Column: Labels won’t work

by Danielle Childress

Imagine seeing a gruesome image of death and disease on every cigarette box in the grocery store display. That’s what the Food and Drug Administration is trying to make a reality.

Since the signing of the Family Smoking Prevention and Tobacco Control Act in 2009, the FDA has the “authority to regulate the manufacture, distribution and marketing of tobacco products to protect public health.” Because of this act, the FDA designed nine warning labels to be placed on every cigarette box of every cigarette brand sold in the United States. The warning labels include a graphic picture of the negative side effects of smoking, a corresponding written message and the “1-800-QUIT-NOW” hotline.

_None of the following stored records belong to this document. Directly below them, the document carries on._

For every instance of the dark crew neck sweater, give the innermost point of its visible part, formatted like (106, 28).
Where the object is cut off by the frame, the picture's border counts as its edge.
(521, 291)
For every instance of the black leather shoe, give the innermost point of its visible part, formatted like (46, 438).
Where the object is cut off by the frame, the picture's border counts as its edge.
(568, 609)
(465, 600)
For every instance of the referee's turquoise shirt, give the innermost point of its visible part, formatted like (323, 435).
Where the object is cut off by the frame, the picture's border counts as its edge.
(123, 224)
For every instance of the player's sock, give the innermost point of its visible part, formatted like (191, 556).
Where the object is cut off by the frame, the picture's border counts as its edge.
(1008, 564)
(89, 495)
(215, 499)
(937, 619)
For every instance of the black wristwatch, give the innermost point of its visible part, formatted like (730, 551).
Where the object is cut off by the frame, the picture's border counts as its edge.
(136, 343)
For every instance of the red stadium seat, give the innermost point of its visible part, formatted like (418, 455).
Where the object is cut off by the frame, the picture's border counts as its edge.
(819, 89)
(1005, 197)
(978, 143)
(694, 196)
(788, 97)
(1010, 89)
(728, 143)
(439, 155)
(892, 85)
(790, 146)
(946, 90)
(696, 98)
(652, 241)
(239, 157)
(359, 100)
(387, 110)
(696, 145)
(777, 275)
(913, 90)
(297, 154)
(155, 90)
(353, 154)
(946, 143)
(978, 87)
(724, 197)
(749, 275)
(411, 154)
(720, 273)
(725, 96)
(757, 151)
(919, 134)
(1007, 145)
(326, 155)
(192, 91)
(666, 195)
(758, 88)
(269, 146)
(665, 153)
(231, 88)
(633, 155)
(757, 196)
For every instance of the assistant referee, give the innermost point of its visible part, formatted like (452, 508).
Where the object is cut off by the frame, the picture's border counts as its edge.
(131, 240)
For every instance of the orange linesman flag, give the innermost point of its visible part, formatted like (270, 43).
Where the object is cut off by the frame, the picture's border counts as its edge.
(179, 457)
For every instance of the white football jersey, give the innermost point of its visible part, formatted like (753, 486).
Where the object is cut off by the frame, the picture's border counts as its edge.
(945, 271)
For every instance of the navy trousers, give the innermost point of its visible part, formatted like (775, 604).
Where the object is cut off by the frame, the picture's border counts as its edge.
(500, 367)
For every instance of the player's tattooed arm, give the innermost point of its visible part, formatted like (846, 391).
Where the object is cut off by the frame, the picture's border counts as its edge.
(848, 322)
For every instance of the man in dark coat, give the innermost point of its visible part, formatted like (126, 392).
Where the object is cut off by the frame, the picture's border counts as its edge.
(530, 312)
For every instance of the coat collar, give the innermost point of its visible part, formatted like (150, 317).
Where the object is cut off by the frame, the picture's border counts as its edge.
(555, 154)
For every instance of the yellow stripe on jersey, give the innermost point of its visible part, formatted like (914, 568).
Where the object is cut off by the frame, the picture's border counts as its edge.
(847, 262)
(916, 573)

Even as a Democrat, something rubs me the wrong way about the federal government having that much power over what a privately owned business puts on their product or its container. Cigarette boxes already have a surgeon general’s warning, and smokers already know the consequences of their addictive habits.

The goal of the graphics is to persuade, or rather scare, smokers into quitting, which isn’t a new idea. American anti-smoking campaigns have been around for years in television and print. Countries including Canada and Australia already use labels similar to the new ones the FDA released. The current surgeon general’s warnings contain messages such as “smoking causes lung cancer, heart disease, emphysema and may complicate pregnancy.” Most of the newer labels contain messages like “cigarettes cause fatal lung disease.” They give the same information the surgeon general does but with a graphic image in the background to scare people out of smoking.

Although many smokers may overlook current warnings, who is to say the same thing won’t happen to the new labels after, say, 30 years? A smoker that smokes a pack a day will see the warning labels at least 7,300 times a year! If the labels become commonplace, they will no longer be surprising. They, too, will be overlooked.

The FDA warnings are outrageous and probably won’t be effective, other than in causing a clear disruption of the tobacco companies’ control over their own product. Tobacco has horrible effects on smokers, dippers and the people around them, but that’s common knowledge. Sticking a disturbing image on the front of a company’s product isn’t going to make that message any clearer.

Perhaps the FDA should set more anti-smoking policies such as bans in certain government-owned-and-regulated public accommodations, and keep the changes out of corporate America.